Massachusetts Trust Planning for Follies of Your Children; Parenting in Perpetuity
You did your best to protect your children from the bumps and bruises of infancy. You survived the drama of adolescence, the terror of the teenage years and the economic peril of tuition. You thought your parenting responsibilities had ended. However, your estate planning attorney calls to chat. That is never good. It appears the recent Massachusetts ruling, Pfannenstiehl v. Pfannenstiehl (88 Mass. App. Ct. 121 (2015)), has set off alarms in the estate planning community, and your parenting respite has ended. You are told you need to revisit your estate plan and the trusts you created for your children in order to immunize them from Pfannenstiehl. You are thinking measles, chicken pox and now Pfannenstiehl. What is next?
Pfannenstiehl in Brief
In Pfannenstiehl, the Massachusetts Appeals Court affirmed a lower court’s decision holding that a husband’s interest in an irrevocable "spendthrift trust" (i.e. one presumed to be protected from creditors and divorcing spouses) that contained an ascertainable standards clause limiting distributions to a beneficiary for health, support and maintenance can be included as a marital asset for purposes of property division in a divorce.

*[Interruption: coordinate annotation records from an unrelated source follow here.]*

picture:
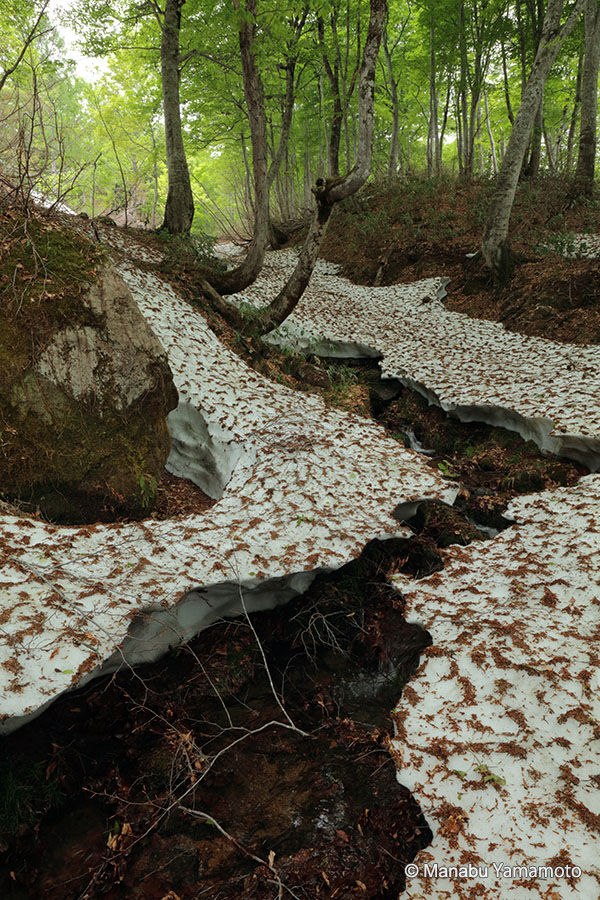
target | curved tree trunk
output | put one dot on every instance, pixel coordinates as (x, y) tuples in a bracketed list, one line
[(179, 208), (263, 175), (495, 246), (586, 160), (330, 191)]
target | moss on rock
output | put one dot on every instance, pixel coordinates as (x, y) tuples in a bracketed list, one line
[(85, 385)]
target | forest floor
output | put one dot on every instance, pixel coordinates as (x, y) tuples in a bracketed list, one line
[(96, 795)]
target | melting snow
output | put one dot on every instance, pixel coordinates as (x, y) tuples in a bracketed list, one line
[(499, 730), (302, 487), (547, 392)]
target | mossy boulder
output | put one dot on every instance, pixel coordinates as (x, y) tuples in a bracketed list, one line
[(85, 385)]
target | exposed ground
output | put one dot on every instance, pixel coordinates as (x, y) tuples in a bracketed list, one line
[(427, 228), (95, 795)]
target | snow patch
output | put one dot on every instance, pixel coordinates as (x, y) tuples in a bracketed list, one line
[(497, 733), (472, 368), (301, 487)]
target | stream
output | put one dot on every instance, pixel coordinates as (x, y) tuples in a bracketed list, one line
[(207, 774)]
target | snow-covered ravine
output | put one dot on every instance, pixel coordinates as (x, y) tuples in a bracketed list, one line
[(499, 729), (475, 369), (301, 488)]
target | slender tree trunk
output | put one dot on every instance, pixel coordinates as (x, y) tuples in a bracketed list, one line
[(335, 130), (532, 168), (549, 149), (586, 160), (509, 110), (329, 191), (179, 208), (574, 115), (495, 246), (393, 88), (434, 137), (490, 134)]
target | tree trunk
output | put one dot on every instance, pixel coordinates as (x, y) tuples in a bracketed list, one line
[(179, 208), (495, 246), (532, 168), (490, 134), (573, 124), (329, 191), (393, 93), (433, 153), (335, 130), (586, 160)]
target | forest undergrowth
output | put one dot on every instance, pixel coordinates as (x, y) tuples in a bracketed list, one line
[(170, 781)]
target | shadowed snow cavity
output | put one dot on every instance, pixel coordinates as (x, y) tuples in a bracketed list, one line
[(198, 454)]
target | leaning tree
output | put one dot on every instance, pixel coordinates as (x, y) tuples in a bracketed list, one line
[(327, 192)]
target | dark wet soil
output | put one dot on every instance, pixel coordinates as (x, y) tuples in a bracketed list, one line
[(183, 776), (186, 779)]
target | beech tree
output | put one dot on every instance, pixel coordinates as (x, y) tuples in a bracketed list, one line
[(263, 172), (586, 160), (496, 245), (327, 192), (152, 28)]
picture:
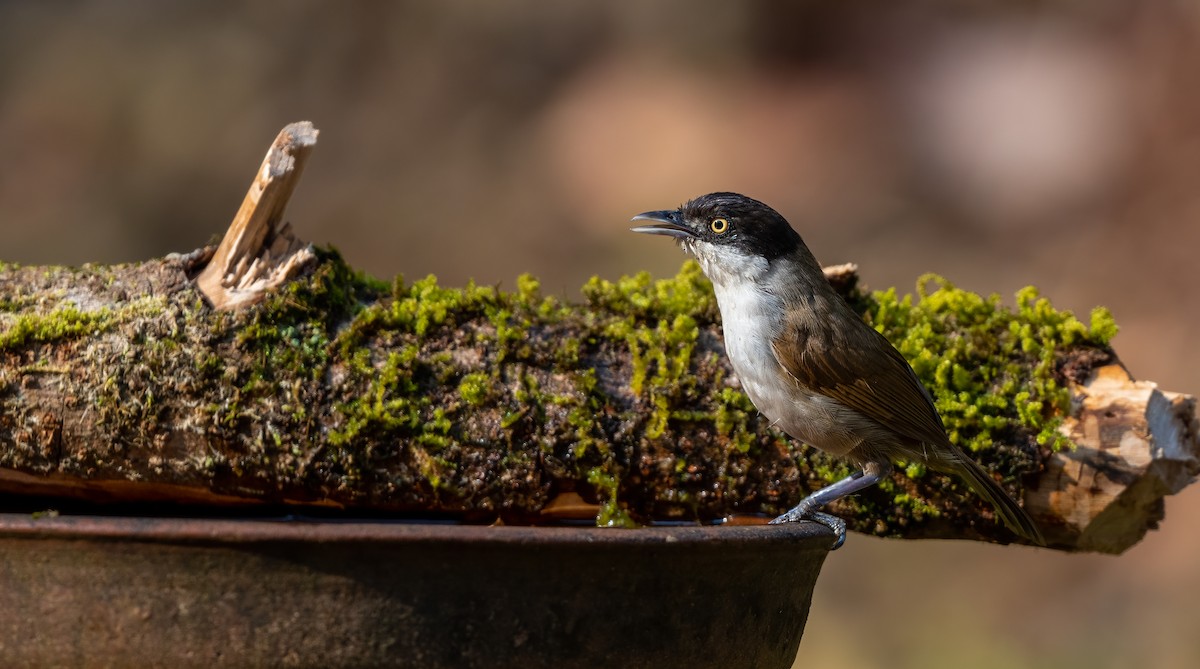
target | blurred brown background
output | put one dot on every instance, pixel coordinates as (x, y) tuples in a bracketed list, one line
[(1000, 144)]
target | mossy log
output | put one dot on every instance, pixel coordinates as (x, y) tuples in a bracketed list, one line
[(331, 392)]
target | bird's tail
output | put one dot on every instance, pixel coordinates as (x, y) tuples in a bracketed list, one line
[(987, 488)]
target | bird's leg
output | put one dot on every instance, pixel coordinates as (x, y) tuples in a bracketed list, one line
[(870, 475)]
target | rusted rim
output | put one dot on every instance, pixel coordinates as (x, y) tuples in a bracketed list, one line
[(198, 530)]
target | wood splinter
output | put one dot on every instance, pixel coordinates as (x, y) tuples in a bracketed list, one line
[(259, 252)]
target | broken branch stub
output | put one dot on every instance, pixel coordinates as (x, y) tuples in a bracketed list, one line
[(259, 252), (1134, 444)]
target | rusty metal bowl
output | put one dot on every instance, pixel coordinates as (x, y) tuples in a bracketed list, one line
[(120, 591)]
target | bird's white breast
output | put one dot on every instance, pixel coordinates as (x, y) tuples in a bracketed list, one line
[(751, 319)]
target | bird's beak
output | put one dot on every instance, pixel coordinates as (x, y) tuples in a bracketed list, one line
[(667, 222)]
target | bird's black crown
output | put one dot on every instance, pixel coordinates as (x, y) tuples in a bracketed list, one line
[(751, 224)]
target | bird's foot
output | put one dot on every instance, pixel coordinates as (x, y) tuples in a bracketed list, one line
[(802, 512)]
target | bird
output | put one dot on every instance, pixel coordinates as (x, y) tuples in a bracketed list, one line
[(810, 363)]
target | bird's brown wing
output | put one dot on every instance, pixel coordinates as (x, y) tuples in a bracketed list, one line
[(863, 371)]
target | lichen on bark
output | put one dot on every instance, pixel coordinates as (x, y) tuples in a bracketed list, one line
[(479, 403)]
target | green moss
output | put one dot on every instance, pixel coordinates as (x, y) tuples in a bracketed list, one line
[(61, 323), (990, 369), (484, 402)]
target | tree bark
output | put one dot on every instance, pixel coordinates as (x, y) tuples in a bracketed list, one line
[(199, 383)]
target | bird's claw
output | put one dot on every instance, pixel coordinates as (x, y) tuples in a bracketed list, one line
[(799, 513)]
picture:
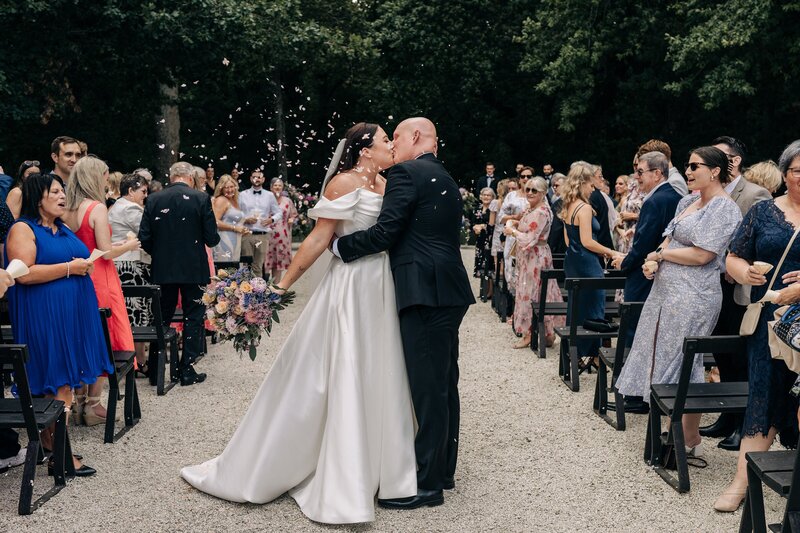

Curt and Diane Pfannenstiehl were married in 2000 and have two special needs children. Curt worked for his family’s business and received compensation that well exceeded his marketable talents. Diane had been an officer in the United States Army Reserves but gave up her position just shy of 20 years of service and a vested pension at the request of Curt and his family, in order to care for their daughter. Curt also received distributions from a family trust created by his parents. The trust distributed thousands of dollars to Curt, his brother, his sister and their respective children between 2008 and 2010. Curt’s brother, who also headed the family business, along with the family’s long-time attorney, were the trustees. The distributions to Curt ended immediately before he filed for divorce, but continued for the other trust beneficiaries. The trust contained a standard spendthrift clause which provided that neither the principal nor the income of the trust be subject to transfer by the beneficiary or seizure under any legal or equitable process. The trust also contained ascertainable standard language which, in relevant summary, stated that the trustee shall distribute such amounts of income and principal as the trustee in its sole discretion may deem advisable, in equal or unequal shares, for the comfortable support, health and maintenance of each and all of the beneficiaries. The lower court decided that Curt had an enforceable right to demand distributions and therefore, his interest, notwithstanding the transfer restrictions of the spendthrift provisions, could be considered part of the marital estate and available to Diane.
Bad Facts Make Bad Law
It is often said that bad facts make for bad law. In this case, Curt was not a sympathetic litigant. He was supported by his wealthy family. He and his family caused Diane to give up her career and future security. Curt’s family came to rely financially on distributions from the trust. Curt filed for divorce and his brother and the family attorney stopped making trust distributions. The lower court judge grew to dislike Curt and his counsel. Accordingly, the lower court went out of its way to decide for Diane, and the Appellate Court confirmed. Unfortunately, in the process, both courts ignored established trust law.
The Supreme Judicial Court of Massachusetts overturned the lower court and Appellate Court decisions (Pfannenstiehl v. Pfannenstiehl, 475 Mass. 105 (2016)), and found that Curt’s interest in the trust was speculative because the terms of the trust permitted unequal distributions among an evolving group of beneficiaries and that the trustees had discretion to make or not make the distributions. Accordingly, Curt’s interest could not even be valued, let alone included as a marital asset.
So Why Tell the Story
There are a number of reasons why this story should be of interest:
1. This case illustrates the potential for courts to be swayed by specific facts, a willingness to consider perceived social injustice and to extend its reach over what were historically presumed to be protected trust assets.
2. Each state’s law, and the potential for its subjective interpretation, can impact a trust beneficiary who comes to reside in that state.
3. The language of trusts is crucial, and a determination of whether or not a beneficiary has an interest in a trust sufficient to include it as a marital asset can hinge on something as apparently insignificant as the difference between "shall" and "may."
4. The choice of trustees should be given thorough consideration, as should the degree of their independence and the extent of their discretion.
5. Always plan for the worst and hope for the best.
If you are a movie fan, you will recognize the words of a father about a family (of sorts), "just when I thought I was out…they pull me back in." If you think the follies of your grown children no longer affect your life, you are wrong.